Accepted by the Diocese of Peoria, he completed his studies for the priesthood at St. Paul Seminary in St. Paul, Minn. He was ordained on May 28, 1961, at St. Mary’s Cathedral in Peoria by Bishop John Franz.

Msgr. Hallin discovered his love for teaching as a seminarian and had opportunities to do that as parochial vicar at Holy Family and the Academy of Our Lady, both in Peoria. In 1964, he was named full-time chaplain and head of the religion department at Bergan High School, which later became Peoria Notre Dame High School.

“I came to believe very early that the cardinal principle of Catholic education is that it’s education formation,” he said. “It’s virtue formation. It’s really looking at that kid as a whole.”
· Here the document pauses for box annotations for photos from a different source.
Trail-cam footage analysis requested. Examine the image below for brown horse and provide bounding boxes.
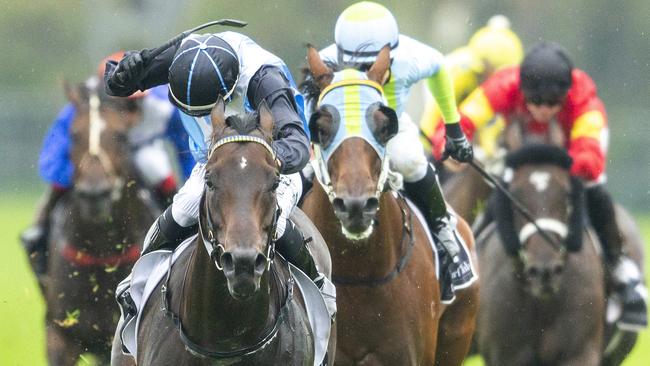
[42,86,153,365]
[302,47,478,365]
[113,100,335,365]
[470,145,606,366]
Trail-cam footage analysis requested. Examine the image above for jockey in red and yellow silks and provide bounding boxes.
[434,43,648,331]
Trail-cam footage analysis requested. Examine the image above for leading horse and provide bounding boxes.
[113,100,335,366]
[302,47,478,365]
[41,81,154,365]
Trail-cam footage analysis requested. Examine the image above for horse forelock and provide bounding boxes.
[506,144,572,169]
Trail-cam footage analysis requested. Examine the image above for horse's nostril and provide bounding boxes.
[255,253,266,274]
[221,252,235,272]
[332,197,346,212]
[365,197,379,212]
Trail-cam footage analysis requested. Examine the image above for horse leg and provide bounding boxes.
[47,324,83,366]
[435,217,479,366]
[111,319,135,366]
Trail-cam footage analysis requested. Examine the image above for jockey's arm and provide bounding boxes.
[568,70,608,182]
[247,65,309,174]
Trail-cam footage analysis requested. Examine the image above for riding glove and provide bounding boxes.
[106,51,146,89]
[443,123,474,163]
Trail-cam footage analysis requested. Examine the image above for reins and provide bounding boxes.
[332,193,415,287]
[468,160,566,253]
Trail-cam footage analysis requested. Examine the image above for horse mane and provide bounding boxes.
[506,144,573,170]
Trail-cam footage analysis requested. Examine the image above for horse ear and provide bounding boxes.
[258,100,273,136]
[63,80,81,110]
[307,44,334,90]
[366,45,390,85]
[210,98,226,132]
[372,105,399,146]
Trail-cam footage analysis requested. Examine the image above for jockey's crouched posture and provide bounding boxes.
[21,52,194,277]
[434,42,648,330]
[105,32,326,320]
[320,1,476,301]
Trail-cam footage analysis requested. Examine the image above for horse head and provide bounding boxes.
[307,46,398,240]
[65,84,140,222]
[496,144,583,298]
[199,101,279,299]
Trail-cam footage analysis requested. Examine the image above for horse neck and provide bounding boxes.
[180,237,279,351]
[68,185,146,254]
[312,184,403,278]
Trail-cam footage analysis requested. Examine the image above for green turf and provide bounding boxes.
[0,193,650,366]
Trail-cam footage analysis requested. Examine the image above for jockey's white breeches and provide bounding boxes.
[167,163,302,238]
[133,139,174,187]
[386,112,428,182]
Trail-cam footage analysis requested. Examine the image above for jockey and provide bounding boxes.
[21,52,193,276]
[420,15,524,158]
[105,32,324,296]
[434,42,647,329]
[320,1,474,300]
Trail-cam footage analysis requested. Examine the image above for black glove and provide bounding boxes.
[107,51,147,89]
[443,123,474,163]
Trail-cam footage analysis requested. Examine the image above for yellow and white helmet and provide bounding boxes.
[467,15,524,71]
[334,1,399,63]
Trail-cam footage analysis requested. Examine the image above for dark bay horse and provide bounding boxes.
[302,47,478,365]
[443,121,645,365]
[41,81,154,365]
[470,144,606,366]
[113,100,335,366]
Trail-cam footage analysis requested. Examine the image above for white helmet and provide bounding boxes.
[334,1,399,63]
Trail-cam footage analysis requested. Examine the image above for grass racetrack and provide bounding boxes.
[0,192,650,366]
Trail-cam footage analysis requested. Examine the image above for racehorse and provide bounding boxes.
[302,47,478,365]
[477,144,606,366]
[443,122,644,365]
[112,100,335,365]
[42,84,154,365]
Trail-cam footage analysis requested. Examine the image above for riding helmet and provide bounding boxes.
[519,42,573,105]
[334,1,399,63]
[169,34,239,116]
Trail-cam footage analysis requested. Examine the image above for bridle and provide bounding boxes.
[161,135,294,362]
[199,135,280,271]
[311,79,403,240]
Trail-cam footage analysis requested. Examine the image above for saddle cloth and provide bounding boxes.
[119,235,336,366]
[405,197,478,304]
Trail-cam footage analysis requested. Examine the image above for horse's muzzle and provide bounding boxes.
[332,196,379,233]
[221,248,267,300]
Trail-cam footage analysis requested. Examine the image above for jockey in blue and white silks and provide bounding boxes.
[105,32,335,336]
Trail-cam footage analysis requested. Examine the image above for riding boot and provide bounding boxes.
[20,186,68,278]
[404,165,460,263]
[587,185,648,331]
[275,220,337,321]
[141,206,198,255]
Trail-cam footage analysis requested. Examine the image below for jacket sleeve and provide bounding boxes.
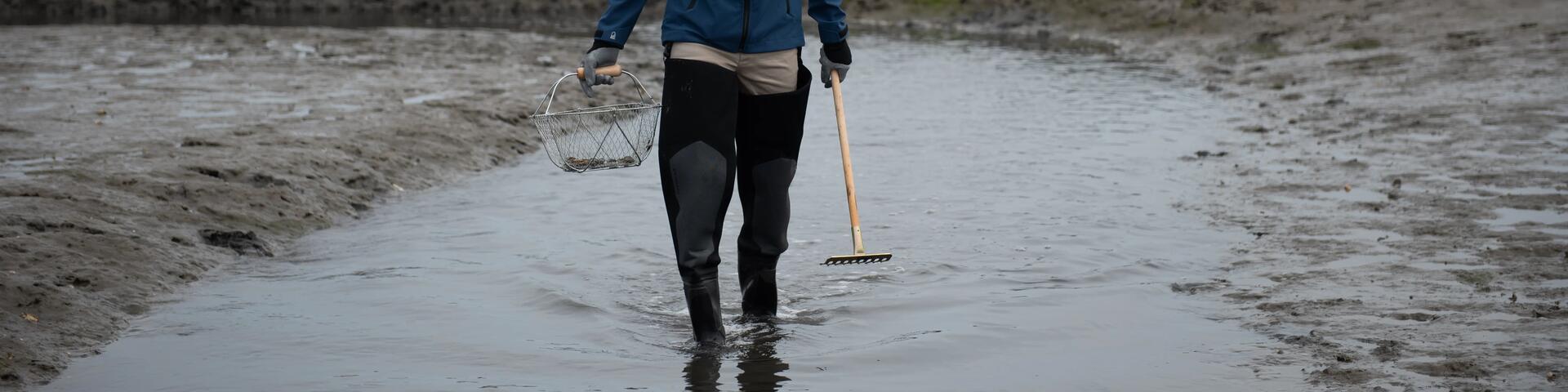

His first assignment to Champaign came in 1978, when was assigned to be co-pastor of St. Matthew Parish with Father Bill Feeney. His other pastorates include St. Anne in East Moline, St. Mary and Sts. Peter and Paul in Westville, St. Columba in Ottawa, Holy Cross in Champaign, and St. Boniface in Seymour and St. Joseph in Ivesdale.

It was while he was pastor at Holy Cross that The High School of Saint Thomas More was built. Bishop John J. Myers told Msgr. Hallin that he probably would get one chance to build a Catholic high school in his lifetime and that it had to be done right “from the ground up.”

The priest was adamant that the school be authentically Catholic and inclusive of people at all academic levels and physical abilities. He remained involved on the central governing committee and pastors’ board for a decade after the school opened in 2000.

Msgr. Hallin has also served briefly at Sts. Peter and Paul in Chatsworth and St. Mark’s in Peoria, as a resident chaplain at the motherhouse of The Sisters of the Third Order of St. Francis in East Peoria, and as vicar of the Danville, Ottawa and Champaign vicariates. On the diocesan level he was director of PreCana and episcopal vicar for ecumenism.

He was named a prelate of honor with the title of monsignor in 1993 and a protonotary apostolic in 2007.

“I appreciate the responsibilities and the honors that I received from the bishops I served under,” he said. “They gave me a lot of responsibility and demanded performance to match it.”

It has given him joy to be a lifelong learner and placing that knowledge at the service of the students and parishioners entrusted to his care. He takes that particular responsibility very seriously.

“The first believer has got to be me,” Msgr. Hallin said.” I think that’s what I brought to my students.”